Manage your own bills, too
With that in mind, you have your own bills and debts to consider, too. When taking out loans, aiming for longer term agreements is always better as it gives you the ability to build up your funds and lower monthly payments. However, regardless of what terms you agree to, you should make it a priority that you always pay on time. There are plenty of bill payment reminder apps that can ensure you don’t simply forget them. However, it’s especially unwise to neglect to pay when you’re fully aware of it. You might be keeping your money for now, but late fees can quickly spiral out of control and tank your cash flow.
Beware the seasons
Every business owner should ensure they’re aware of whether or not they run a seasonal business. From there, you need to know when your most profitable seasons are, as well as your leanest. You can take several measures to scale your expenses to fit the seasonal model, but you can also incorporate some ways to keep the business profitable the whole year around. For instance, you can create another source of revenue. If you sell products like heaters in the winter, for instance, then offering maintenance and repair services throughout the year can be an extra way of making money when it’s not the right season for your business. You can also find ways to use off-peak seasons productively, developing the business further so that you can profit even more when the right season comes.

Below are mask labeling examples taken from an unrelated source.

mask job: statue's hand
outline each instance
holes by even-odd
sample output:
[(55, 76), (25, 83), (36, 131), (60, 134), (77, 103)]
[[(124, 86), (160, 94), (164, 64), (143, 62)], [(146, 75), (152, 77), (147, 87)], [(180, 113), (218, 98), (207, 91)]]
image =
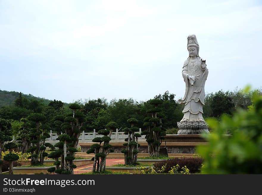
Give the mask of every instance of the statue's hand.
[(206, 66), (205, 60), (203, 60), (202, 59), (201, 59), (201, 64), (200, 66), (201, 66), (201, 68), (202, 69), (204, 69), (205, 68)]

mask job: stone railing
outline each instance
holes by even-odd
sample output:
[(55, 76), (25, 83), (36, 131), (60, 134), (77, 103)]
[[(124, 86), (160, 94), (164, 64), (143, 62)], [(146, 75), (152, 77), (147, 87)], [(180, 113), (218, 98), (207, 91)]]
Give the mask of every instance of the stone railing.
[[(140, 133), (141, 132), (141, 128), (139, 128), (139, 131), (138, 132), (135, 132), (136, 133)], [(84, 140), (85, 139), (93, 139), (95, 137), (102, 137), (102, 135), (99, 135), (97, 133), (96, 133), (96, 130), (94, 129), (93, 133), (85, 133), (84, 131), (80, 134), (79, 139)], [(142, 135), (142, 137), (138, 138), (139, 139), (145, 139), (145, 135)], [(111, 139), (124, 139), (128, 137), (127, 135), (125, 135), (124, 132), (118, 132), (118, 129), (116, 129), (116, 132), (113, 132), (111, 135)], [(56, 138), (58, 136), (56, 133), (52, 133), (52, 130), (50, 131), (50, 137), (47, 138), (46, 140), (56, 140)]]

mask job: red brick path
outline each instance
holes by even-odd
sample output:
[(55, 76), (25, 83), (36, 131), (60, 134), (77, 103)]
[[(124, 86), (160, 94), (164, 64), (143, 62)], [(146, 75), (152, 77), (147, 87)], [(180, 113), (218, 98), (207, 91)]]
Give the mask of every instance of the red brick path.
[[(116, 164), (124, 164), (124, 159), (107, 159), (106, 166), (108, 166)], [(90, 164), (84, 166), (78, 167), (74, 169), (74, 174), (80, 174), (91, 172), (93, 168), (93, 164)]]

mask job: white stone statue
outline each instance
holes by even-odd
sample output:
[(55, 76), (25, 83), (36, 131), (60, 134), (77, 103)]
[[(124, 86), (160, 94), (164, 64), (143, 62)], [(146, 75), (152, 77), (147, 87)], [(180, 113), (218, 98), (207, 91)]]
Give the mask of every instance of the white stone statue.
[[(181, 129), (203, 129), (204, 131), (206, 131), (206, 130), (208, 131), (207, 124), (205, 122), (202, 114), (203, 105), (205, 105), (205, 85), (208, 70), (207, 68), (205, 60), (199, 56), (199, 45), (196, 35), (190, 35), (187, 39), (189, 57), (184, 63), (182, 71), (182, 75), (185, 83), (185, 92), (183, 99), (178, 100), (179, 103), (185, 104), (182, 111), (184, 116), (180, 122), (178, 122), (177, 125), (178, 128)], [(194, 125), (193, 122), (195, 124)], [(191, 124), (192, 124), (191, 127), (187, 128), (187, 126), (190, 126)], [(200, 127), (201, 126), (202, 127)], [(184, 131), (183, 133), (182, 132), (183, 131), (180, 131), (180, 133), (178, 134), (201, 132), (199, 131), (195, 131), (194, 133), (194, 131)]]

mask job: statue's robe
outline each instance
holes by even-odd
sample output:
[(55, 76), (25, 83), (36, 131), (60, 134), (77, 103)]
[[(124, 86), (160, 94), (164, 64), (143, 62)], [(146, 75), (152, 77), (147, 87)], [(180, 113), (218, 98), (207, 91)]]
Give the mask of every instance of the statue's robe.
[[(202, 114), (203, 105), (205, 105), (205, 85), (208, 70), (206, 65), (204, 69), (201, 68), (200, 57), (196, 57), (194, 65), (190, 63), (191, 58), (185, 61), (183, 67), (182, 74), (185, 83), (185, 92), (184, 97), (179, 99), (178, 103), (185, 104), (182, 120), (186, 119), (189, 121), (199, 121), (201, 118), (204, 121)], [(193, 85), (191, 85), (188, 77), (192, 75), (195, 76), (195, 78)]]

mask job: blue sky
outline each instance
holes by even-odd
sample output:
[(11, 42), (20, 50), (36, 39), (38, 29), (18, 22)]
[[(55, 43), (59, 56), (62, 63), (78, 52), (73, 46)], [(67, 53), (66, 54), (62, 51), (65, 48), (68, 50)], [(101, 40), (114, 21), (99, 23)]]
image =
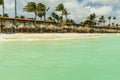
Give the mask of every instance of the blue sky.
[[(68, 17), (76, 22), (85, 20), (91, 13), (96, 13), (98, 16), (105, 15), (106, 18), (117, 16), (117, 20), (120, 22), (120, 0), (17, 0), (18, 16), (34, 17), (33, 13), (23, 12), (23, 7), (29, 1), (42, 2), (50, 7), (47, 16), (50, 16), (50, 13), (55, 10), (55, 6), (64, 3), (71, 13)], [(2, 13), (1, 11), (2, 7), (0, 7), (0, 13)], [(14, 16), (14, 0), (5, 0), (5, 12), (11, 17)]]

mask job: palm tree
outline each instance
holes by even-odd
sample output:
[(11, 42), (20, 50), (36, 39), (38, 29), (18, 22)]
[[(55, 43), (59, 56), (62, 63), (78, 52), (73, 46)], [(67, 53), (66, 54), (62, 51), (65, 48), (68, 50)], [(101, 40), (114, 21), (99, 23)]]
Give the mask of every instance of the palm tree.
[(109, 24), (108, 25), (110, 26), (111, 16), (108, 17), (108, 20), (109, 20)]
[(88, 24), (89, 26), (92, 26), (92, 25), (94, 26), (94, 25), (96, 25), (96, 18), (97, 18), (97, 16), (95, 13), (90, 14), (88, 16), (88, 19), (84, 23)]
[(40, 5), (36, 4), (35, 2), (28, 2), (25, 8), (23, 8), (24, 11), (33, 12), (35, 14), (35, 18), (34, 18), (35, 26), (36, 26), (36, 18), (37, 18), (39, 9), (40, 9)]
[(15, 0), (15, 18), (16, 18), (16, 16), (17, 16), (17, 2)]
[(104, 24), (105, 24), (105, 17), (104, 16), (101, 16), (100, 18), (99, 18), (99, 22), (101, 23), (101, 26), (104, 26)]
[(62, 12), (62, 17), (64, 15), (64, 10), (65, 10), (65, 8), (64, 8), (64, 5), (62, 3), (59, 4), (58, 6), (56, 6), (56, 11), (61, 11)]
[(4, 0), (0, 0), (0, 5), (2, 5), (2, 8), (3, 8), (3, 15), (4, 15), (4, 12), (5, 12), (5, 7), (4, 7)]
[(114, 24), (115, 24), (115, 20), (116, 20), (116, 17), (115, 17), (115, 16), (113, 17), (113, 20), (114, 20)]
[(66, 18), (66, 22), (67, 22), (67, 17), (70, 13), (68, 13), (68, 11), (66, 9), (63, 10), (63, 14), (65, 15)]
[(38, 13), (38, 17), (40, 18), (40, 20), (42, 20), (42, 17), (44, 16), (44, 13), (43, 12), (39, 12)]
[(60, 17), (58, 16), (58, 14), (56, 14), (55, 12), (52, 12), (52, 17), (57, 20), (57, 22), (59, 23)]
[(46, 20), (46, 12), (50, 9), (50, 7), (44, 7), (44, 21)]

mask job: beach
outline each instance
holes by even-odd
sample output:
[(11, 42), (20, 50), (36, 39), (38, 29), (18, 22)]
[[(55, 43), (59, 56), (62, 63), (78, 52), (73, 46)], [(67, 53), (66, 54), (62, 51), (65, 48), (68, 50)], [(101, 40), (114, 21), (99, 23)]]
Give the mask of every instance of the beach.
[(119, 34), (101, 34), (101, 33), (32, 33), (32, 34), (0, 34), (0, 41), (16, 41), (16, 40), (64, 40), (77, 38), (98, 38), (111, 37)]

Focus on returners, not just newcomers
Your customers have a huge role to play in the health of your cash flow, of course. But rather than focusing on doing everything you can to win over new customers, it might pay more to ensure you’re not neglecting those you have already won over. It’s true of the vast majority of businesses that retention is cheaper than acquisition. What’s more, retention tends to be more valuable. When you convert a customer, you may only get them for one purchase or service. If you convince them to return, then they are more likely to return of their own volition and even to refer your business to others.
Build a cash reserve
When your business is profitable, returning a portion of that profit into the business to continue developing it is always wise. You might be tempted to take back the rest of the investment yourself, but first you should make sure you have a cash reserve. The unexpected can happen at any moment in a business. Your suppliers could fail, your office could flood, your hardware could simply decide to stop working. A cash reserve is essentially the emergency fund for the business. It’s there to prop up your cash flow and keep things running while also funding the solutions to different crises you might encounter. Work out how much cash you need in reserve and refrain from touching it for anything but emergencies if possible.
Treat cash flow as the financial heart of the business. Negative cash flow can put it at more risk of failure than negative profits. The tips above can help you better understand it, as well as implement techniques to keep it growing strong whatever the market.